DP started a new business venture which has been on the cards for about 18 months, and I'm so proud of him for doing this. Delayed by Covid and out of work for 6 months which was tough financially but we're OK.
Since day one, it has consistently been out of the house at 7.30am latest, and not back until between 7 and 9pm every single day - this is a shock to the system as his last job, it was 8am start and usually back by 2/3pm latest.
Today DP and business partner are on a mission which has fuck all to do with their business, but it absolutely must be done today and DP must accompany said business partner. This is involving a 200 mile round trip, which means it will be gone 8pm tonight when he gets home and because they have done nothing towards setting the business up today, DP will also be at work tomorrow for at least another 12 hours.
I feel like all of a sudden everything I have been doing for the last 6 months is no longer important, is overshadowed by the new venture and this takes priority over everything.
On top of that, I have tried to help with the new business, but every single thing I have suggested has been rubbished and everything I have done has been altered - not by DP but by his business partner.

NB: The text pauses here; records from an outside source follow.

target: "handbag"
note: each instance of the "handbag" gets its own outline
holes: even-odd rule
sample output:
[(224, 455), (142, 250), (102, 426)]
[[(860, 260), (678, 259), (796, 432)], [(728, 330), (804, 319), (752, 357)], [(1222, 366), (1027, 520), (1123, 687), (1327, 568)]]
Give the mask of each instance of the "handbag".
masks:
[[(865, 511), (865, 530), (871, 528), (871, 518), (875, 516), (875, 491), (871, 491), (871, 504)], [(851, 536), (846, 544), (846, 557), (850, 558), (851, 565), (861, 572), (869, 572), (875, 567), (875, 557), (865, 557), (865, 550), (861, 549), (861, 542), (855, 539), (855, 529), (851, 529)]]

We have done nothing but argue since the day the venture came to fruition, and I'm at the point now of saying just fuck it, fuck my offer of help, sort yourselves out and if you can't come home at a decent hour, don't expect dinner to be saved and waiting for you.
So I'm not drip feeding, we have 3 DC, and he is step dad to them and he's great with them, the last 6 months he has done the majority of childcare while I've worked through lockdown, he's looked after the laundry, the shopping and cleaning - I've done the cooking and other household type stuff. Its been fairly equal like that.
But not now, the last 6 weeks, because he's been home so late, he's done nothing around the house at all except leave dirty fucking marks on everything because he is filthy when he gets home from work. I have done everything, including all school runs, while still working a 40 hour+ week from home.
I need some perspective on this as right now I am genuinely so upset by it and can't work out if it is me being a mardy cow or if I do actually have a point.
Sorry didn't realise that would be so long. I feel better just writing it down to be honest.